The research process
There were two phases, developed and carried out by service user/survivor consultants. In the first, 204 people were interviewed over the phone using a questionnaire. This was followed up by interviews with 45 of those, exploring their experience in more depth, and being asked to gauge how helpful different kinds of people, resources or activities were.

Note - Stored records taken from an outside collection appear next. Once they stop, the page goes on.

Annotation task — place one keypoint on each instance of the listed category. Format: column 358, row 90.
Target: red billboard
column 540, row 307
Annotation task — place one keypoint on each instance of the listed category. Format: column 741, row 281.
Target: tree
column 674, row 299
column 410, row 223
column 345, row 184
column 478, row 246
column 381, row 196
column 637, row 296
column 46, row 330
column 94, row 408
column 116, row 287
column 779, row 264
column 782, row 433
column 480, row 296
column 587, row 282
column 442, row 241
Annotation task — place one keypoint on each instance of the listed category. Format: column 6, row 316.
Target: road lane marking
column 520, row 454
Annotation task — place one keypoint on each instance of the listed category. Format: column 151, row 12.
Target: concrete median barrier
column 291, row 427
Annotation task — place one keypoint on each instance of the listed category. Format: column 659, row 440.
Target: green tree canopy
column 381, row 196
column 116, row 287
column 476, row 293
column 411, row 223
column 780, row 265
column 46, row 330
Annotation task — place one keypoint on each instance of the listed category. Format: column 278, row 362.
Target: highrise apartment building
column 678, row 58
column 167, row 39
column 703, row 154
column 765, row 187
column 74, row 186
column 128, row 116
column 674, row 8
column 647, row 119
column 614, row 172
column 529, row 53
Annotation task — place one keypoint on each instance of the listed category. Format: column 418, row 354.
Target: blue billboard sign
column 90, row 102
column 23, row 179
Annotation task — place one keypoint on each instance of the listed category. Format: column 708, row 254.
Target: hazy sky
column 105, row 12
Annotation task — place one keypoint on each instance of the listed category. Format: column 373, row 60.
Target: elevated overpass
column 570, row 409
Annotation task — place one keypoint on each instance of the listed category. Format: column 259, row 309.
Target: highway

There were positive comments about mental health professionals - showing the helpful effect of professional guidance. As doctors prescribe psychiatric drugs, it is reasonable to expect them to be the best source of advice and support about coming off them. These results will be used to produce information for service users, good practice guidelines for mental health professionals, and policy recommendations.
Alison Cobb, Mind Policy Officer and Coping with coming off Project Manager, said:
"This study shows that it is vital for doctors to listen to their patients, and so have a better understanding of patients' perspectives of their medication, and of the difficulties of coming off.
People who want to come off their drugs must have their decision respected, and be practically supported even by professionals who may not agree with them. When the GP-patient relationship works, it works well, but there are clear limitations of relying on medical help, and value in a much wider range of resources. There is also an urgent responsibility for doctors to be provided with the fullest information on the drugs that they prescribe, from the MHRA and other sources.
"Mind's hope is that this research will be informative for professionals as much as service users and that we can work with the professions to make medication choices a reality for people taking psychiatric drugs."